Rapid antigen testing is now a valuable alternative to RT-qPCR for the diagnosis of SARS-CoV-2 infection because of its simplicity, speed, low cost, and lack of a need for special equipment or skills [13,14]. However, since viral antigens are expressed when the virus is in active replication, the antigen test is more suitable for the acute infection period, and the accuracy of the COVID-19 antigen test is relatively high for the suspected population within 7 days of the onset of symptoms [15,16]. Therefore, there is a need to develop a test that covers a long period and is fast, accurate, and convenient, which is exactly what the Pluslife rapid SARS-CoV-2 test offers. To compare the diagnostic performance of the Pluslife rapid SARS-CoV-2 test with a commercial antigen test, we compared the 2 assays with RT-qPCR in a field trial scenario at Guangdong Provincial People’s Hospital, and the results showed that the sensitivity of the antigen and Pluslife rapid SARS-CoV-2 tests were 88.2% (82/93; 95% CI 86.5%-89.8%) and 98.9% (92/93; 95% CI 98.4%-99.4%), respectively. Thus, the positive detection rate of the Pluslife rapid SARS-CoV-2 test was increased by 10.8% (10/93; 95% CI 9.2%-12.4%) compared to the commercial antigen test. In addition, we validated the diagnostic value of these 2 tests by ROC curve analysis, and the results showed a higher diagnostic value for SARS-CoV-2 with the Pluslife rapid SARS-CoV-2 test than with the antigen test. Therefore, although the detection time of the Pluslife rapid SARS-CoV-2 test is slightly longer than that of the antigen test, the diagnostic performance of the Pluslife rapid SARS-CoV-2 test for SARS-CoV-2 is superior to that of the antigen test.

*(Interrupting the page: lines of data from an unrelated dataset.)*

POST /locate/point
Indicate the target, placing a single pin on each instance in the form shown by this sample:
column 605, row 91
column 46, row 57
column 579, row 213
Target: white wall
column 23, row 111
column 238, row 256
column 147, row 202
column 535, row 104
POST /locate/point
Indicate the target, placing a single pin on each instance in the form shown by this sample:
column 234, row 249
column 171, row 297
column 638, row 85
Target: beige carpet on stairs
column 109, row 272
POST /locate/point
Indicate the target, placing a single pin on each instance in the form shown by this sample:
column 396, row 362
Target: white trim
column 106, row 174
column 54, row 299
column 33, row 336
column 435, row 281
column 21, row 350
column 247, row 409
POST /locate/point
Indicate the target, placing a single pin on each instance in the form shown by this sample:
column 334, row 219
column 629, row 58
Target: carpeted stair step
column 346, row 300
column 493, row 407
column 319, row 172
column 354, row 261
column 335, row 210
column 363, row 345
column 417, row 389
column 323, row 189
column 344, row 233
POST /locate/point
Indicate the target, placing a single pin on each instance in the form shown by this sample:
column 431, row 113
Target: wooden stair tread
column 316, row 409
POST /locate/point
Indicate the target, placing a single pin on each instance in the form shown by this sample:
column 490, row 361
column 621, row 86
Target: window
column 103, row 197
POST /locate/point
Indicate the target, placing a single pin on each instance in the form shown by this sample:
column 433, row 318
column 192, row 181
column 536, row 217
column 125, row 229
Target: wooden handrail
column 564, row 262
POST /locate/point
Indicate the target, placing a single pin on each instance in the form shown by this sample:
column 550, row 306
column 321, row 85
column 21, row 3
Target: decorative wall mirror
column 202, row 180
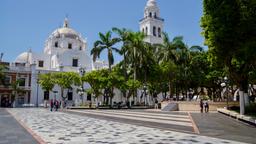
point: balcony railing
(157, 18)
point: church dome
(65, 31)
(23, 57)
(151, 3)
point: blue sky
(27, 24)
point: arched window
(159, 32)
(69, 45)
(154, 31)
(56, 44)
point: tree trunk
(241, 99)
(63, 99)
(170, 88)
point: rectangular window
(56, 44)
(70, 95)
(46, 95)
(75, 63)
(7, 80)
(22, 81)
(40, 63)
(69, 46)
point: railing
(158, 18)
(19, 69)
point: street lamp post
(37, 81)
(225, 84)
(81, 90)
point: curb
(30, 131)
(243, 118)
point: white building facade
(64, 51)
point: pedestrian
(156, 103)
(206, 107)
(56, 103)
(202, 106)
(51, 105)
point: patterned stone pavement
(58, 128)
(11, 132)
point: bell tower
(152, 24)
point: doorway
(5, 101)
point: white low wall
(195, 106)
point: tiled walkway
(57, 127)
(11, 132)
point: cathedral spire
(152, 24)
(66, 23)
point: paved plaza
(59, 127)
(11, 132)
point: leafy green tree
(229, 31)
(94, 78)
(168, 55)
(65, 80)
(2, 74)
(47, 81)
(106, 42)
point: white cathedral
(66, 50)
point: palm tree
(65, 80)
(2, 74)
(136, 49)
(105, 42)
(168, 53)
(123, 35)
(46, 81)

However, there are some limitations to our study. First, because most of the samples were collected by health care workers in the 4 centers, it was not possible to compare the effects of the 2 sampling methods, namely, nasal swabs and oropharyngeal swabs, on the performance of the Pluslife rapid SARS-CoV-2 test. Second, because antigen testing was only performed in a subset of patients in the fever clinic of Guangdong Provincial People’s Hospital, the number of samples for which both the Pluslife rapid SARS-CoV-2 test and antigen test were performed was small.

In conclusion, our multicenter field trial showed that, based on the gold standard RT-qPCR assay, the specificity, sensitivity, concordance, positive predictive value, negative predictive value, positive likelihood ratio, and negative likelihood ratio of the Pluslife rapid SARS-CoV-2 kit were high, and the “ready-to-test” assay conditions were optimal. In addition, the detection time of the Pluslife rapid SARS-CoV-2 test was substantially shorter than that of RT-qPCR, which helps to reduce laboratory pressure and time costs with better performance in the detection of SARS-CoV-2. Furthermore, when compared with the antigen test, we found that the diagnostic performance of the Pluslife rapid SARS-CoV-2 test was better for SARS-CoV-2 with similar detection times. Therefore, under “ready-to-test” assay conditions, the Pluslife rapid SARS-CoV-2 test can be used as a fast, convenient, and accurate method for detecting SARS-CoV-2 with a detection performance comparable to that of RT-qPCR, offering significant application value for grassroots level facilities with poor medical conditions, special application scenarios (eg, traffic checkpoints), and easy home testing, thus reducing pressure on medical institutions.